In the end, PolitiFact gave Clinton a "Half True" rating despite finding no real evidence in support of her claim and an abundance of evidence contradicting it.


Afters I

The 2016 discrimination complaint from Elizabeth Mae Davidson was never litigated and was dropped earlier this year.

Afters II

PolitiFact's description of the gender wage gap in the Clinton fact check puts it somewhat at odds with some of its own past fact checks. Note this from the Clinton fact check:
We’ve detailed key issues about the gender wage gap in our PolitiFact Sheet, but a consistent argument is that women earn 77 cents on the dollar that men earn.

(...)

The Institute for Policy Women’s Research says discrimination is a big factor for why the gender wage gap still persists. Experts consider "occupational segregation" another reason for the wage gap, which means women more often than men work in jobs that pay low and minimum wages.
If you've got a "big reason" and "another reason" which reason should you expect to have the greatest effect? The "big reason," right? Some of PolitiFact's past fact checks have correctly cast serious doubt on that proposition. PolitiFact's summary article on the gender wage gap  (the same "PolitiFact Sheet" referenced above in the Clinton fact check) features a fine example (bold emphasis added):
THE BIG PICTURE

Just before Obama took office in 2009, the Department of Labor released a study because, as a deputy assistant secretary explained it, "The raw wage gap continues to be used in misleading ways to advance public policy agendas without fully explaining the reasons behind the gap." The study by CONSAD Research Corp. took into account women being more likely to work part-time for lower pay, leave the labor force for children or elder care, and choose work that is "family friendly" with fuller benefit packages over higher pay. The study found that, when factoring in those variables, the gap narrows to between 93 cents and 95 cents on the dollar.
We would remind readers that the CONSAD study is not saying that gender discrimination accounts for 5 to 7 percent of the raw gender wage gap. It estimates that 5 to 7 percent of the gender wage gap is not explained by a combination of women's occupational and family choices. Those aren't the only factors influencing the raw wage gap.

So about two-thirds of the raw wage gap is explained by the job choices women make, and 7 percent remains unexplained with part of that 7 percent perhaps explained by gender discrimination.

Did PolitiFact not make that clear?

Afters III

In the search from some charitable explanation for PolitiFact's fact-checking, I had to consider the possibility that Clinton's claim is literally correct: Trump does not believe in equal pay if "equal pay" means paying everyone equally regardless of the job or the quality of the work.
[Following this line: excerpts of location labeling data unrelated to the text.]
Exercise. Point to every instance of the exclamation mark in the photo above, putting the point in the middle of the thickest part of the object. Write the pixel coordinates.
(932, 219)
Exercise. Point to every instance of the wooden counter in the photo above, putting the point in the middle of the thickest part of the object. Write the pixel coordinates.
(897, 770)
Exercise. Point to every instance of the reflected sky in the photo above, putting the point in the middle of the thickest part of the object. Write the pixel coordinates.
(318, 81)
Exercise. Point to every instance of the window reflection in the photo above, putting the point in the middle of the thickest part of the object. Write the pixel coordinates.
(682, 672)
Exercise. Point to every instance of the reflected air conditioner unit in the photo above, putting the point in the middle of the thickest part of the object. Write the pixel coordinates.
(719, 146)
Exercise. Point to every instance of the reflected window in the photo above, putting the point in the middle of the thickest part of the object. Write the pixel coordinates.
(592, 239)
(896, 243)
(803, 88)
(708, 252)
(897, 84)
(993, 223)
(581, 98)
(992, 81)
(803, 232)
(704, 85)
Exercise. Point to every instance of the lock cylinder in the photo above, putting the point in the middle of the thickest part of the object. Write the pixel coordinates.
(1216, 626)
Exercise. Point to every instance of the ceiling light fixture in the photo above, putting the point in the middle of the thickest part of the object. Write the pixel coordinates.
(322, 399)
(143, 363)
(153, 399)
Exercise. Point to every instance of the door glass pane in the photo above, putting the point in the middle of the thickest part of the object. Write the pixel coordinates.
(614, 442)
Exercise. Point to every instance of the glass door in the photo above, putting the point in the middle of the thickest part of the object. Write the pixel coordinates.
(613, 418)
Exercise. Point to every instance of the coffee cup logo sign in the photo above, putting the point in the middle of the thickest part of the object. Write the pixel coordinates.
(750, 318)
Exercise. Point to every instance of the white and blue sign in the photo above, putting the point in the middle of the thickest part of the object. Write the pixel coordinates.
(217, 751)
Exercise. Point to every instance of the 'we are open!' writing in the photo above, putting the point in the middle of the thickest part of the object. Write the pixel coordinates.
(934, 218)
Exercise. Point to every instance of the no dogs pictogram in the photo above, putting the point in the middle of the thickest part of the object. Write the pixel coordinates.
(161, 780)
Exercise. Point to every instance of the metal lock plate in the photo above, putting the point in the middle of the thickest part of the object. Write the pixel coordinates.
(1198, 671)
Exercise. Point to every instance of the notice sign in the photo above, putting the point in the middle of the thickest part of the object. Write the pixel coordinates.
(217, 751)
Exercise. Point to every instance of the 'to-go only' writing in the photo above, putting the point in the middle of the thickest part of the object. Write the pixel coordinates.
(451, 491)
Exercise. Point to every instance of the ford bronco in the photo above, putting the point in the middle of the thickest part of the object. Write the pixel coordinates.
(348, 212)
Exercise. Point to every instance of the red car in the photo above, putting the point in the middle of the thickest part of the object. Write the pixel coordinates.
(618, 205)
Using that interpretation of "equal pay" would make Clinton's claim literally true but at the same time a whopper of deceit. PolitiFact appeared to take Clinton to mean "equal pay for equal work" except possibly when it used Trump's statements in support of Clinton's claim.

If it was PolitiFact's position that Clinton was saying Trump did not believe men and women should earn the same regardless of the job or the work performed then it should have stated so clearly.

Either way, PolitiFact's fact check looks incoherent.